NEEM has been adapting advances in nanotechnology to develop high-throughput manufacturing technologies for use in existing industrial infrastructure. The company says Row-to-Row Scanning Laser Interference Patterning manufacturing platform provides fully automated batch production, and uses less environmentally harmful chemicals. Potential uses include solar cell manufacturing, hydrogen production, nanowire-based light-emitting diodes, and healthcare-related products. Neem CEO Hungtao “Ted” Hou is seeking $750,000 for prototype development, and to build out the company’s market and intellectual property.

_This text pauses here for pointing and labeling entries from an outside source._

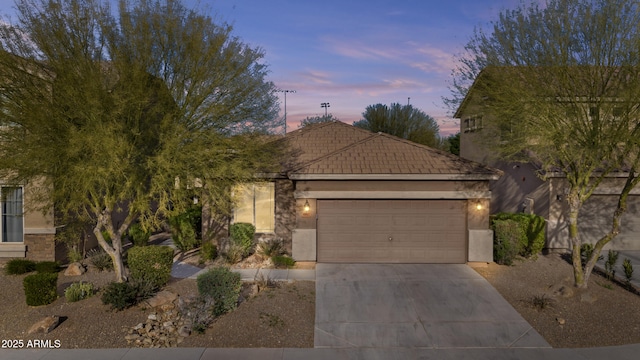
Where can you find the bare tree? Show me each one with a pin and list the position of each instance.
(558, 84)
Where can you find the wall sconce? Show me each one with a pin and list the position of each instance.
(306, 209)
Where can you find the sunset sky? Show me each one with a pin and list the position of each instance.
(355, 53)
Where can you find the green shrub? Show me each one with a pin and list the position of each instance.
(242, 235)
(19, 266)
(269, 248)
(533, 236)
(100, 259)
(186, 228)
(223, 286)
(507, 244)
(40, 288)
(120, 295)
(151, 264)
(78, 291)
(281, 261)
(208, 251)
(48, 266)
(137, 235)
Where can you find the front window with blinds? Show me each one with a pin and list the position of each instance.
(256, 205)
(11, 226)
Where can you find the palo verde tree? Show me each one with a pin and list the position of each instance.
(127, 117)
(560, 84)
(403, 121)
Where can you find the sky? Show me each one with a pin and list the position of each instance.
(355, 53)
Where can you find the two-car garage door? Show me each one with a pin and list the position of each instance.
(392, 231)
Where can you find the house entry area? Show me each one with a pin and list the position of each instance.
(392, 231)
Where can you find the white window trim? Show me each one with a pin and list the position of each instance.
(2, 214)
(254, 215)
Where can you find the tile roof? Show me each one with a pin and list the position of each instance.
(336, 149)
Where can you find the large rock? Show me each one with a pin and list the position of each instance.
(75, 269)
(45, 325)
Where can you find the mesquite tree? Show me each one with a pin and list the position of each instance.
(559, 86)
(124, 115)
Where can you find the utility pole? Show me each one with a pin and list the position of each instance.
(285, 106)
(325, 106)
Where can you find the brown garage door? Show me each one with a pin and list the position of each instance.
(392, 231)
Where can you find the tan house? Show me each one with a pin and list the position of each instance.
(24, 233)
(521, 189)
(349, 195)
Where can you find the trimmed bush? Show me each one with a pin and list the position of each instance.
(281, 261)
(78, 291)
(208, 251)
(100, 259)
(19, 266)
(137, 235)
(533, 237)
(40, 289)
(221, 285)
(242, 235)
(151, 264)
(48, 266)
(507, 242)
(120, 295)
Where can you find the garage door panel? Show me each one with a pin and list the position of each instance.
(422, 231)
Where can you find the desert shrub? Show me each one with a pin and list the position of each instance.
(208, 251)
(198, 312)
(48, 266)
(242, 236)
(151, 264)
(282, 261)
(234, 253)
(223, 286)
(137, 235)
(120, 295)
(185, 228)
(533, 236)
(124, 295)
(609, 265)
(78, 291)
(270, 247)
(40, 288)
(19, 266)
(507, 241)
(100, 259)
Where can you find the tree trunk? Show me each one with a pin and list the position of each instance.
(115, 249)
(574, 236)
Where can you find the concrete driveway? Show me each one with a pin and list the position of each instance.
(414, 306)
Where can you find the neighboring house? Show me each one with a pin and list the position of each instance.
(349, 195)
(24, 233)
(522, 190)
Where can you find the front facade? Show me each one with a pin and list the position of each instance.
(24, 233)
(349, 195)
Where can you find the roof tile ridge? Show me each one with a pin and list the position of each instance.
(342, 149)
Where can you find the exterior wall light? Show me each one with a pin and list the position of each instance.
(306, 208)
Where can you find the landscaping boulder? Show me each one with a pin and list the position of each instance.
(45, 325)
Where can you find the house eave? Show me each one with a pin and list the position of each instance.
(394, 176)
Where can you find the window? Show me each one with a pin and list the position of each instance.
(256, 205)
(11, 226)
(472, 124)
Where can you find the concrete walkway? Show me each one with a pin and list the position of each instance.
(414, 306)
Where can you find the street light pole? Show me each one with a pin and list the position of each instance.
(325, 106)
(285, 107)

After winning the grand prize at the San Diego Tech Coast Angels’ Quick Pitch competition last month, OvaPal founder Giovanna Scheidler is seeking $100,000 to develop prototypes of the startup’s fertility tracking technology. OvaPal’s system is a wearable sensor that measures a woman’s temperature and other physiological parameters of ovulation. Data are transmitted wirelessly to a smartphone or mobile device that uses predictive algorithms to optimize the odds of conception. With 4 million women in the US trying to get pregnant annually, OvaPal estimates the current infertility market at $3.5 billion, and growing to $5 billion by 2017.

Tortuga Logic

Founded by Jason Oberg, a doctoral candidate in computer science at U.C. San Diego, Tortuga Logic has developed a hardware security tool known as Gate-level Information Flow Tracking (GLIFT). The technology ensures that the software cryptographic “key” installed in a computer system cannot be compromised, regardless of the operating system. Tortuga Logic says its GLIFT technology can be used to prove that hardware-specific vulnerabilities remain secure at any layer of the hardware/software stack. Tortuga Logic says potential customers include Intel, Cisco, Microsoft, Qualcomm, Northrup Grumman, Apple, BAE, Green Hills, Windriver, and Boeing. The company is seeking $500,000 in funding, licensing deal, or strategic partnership.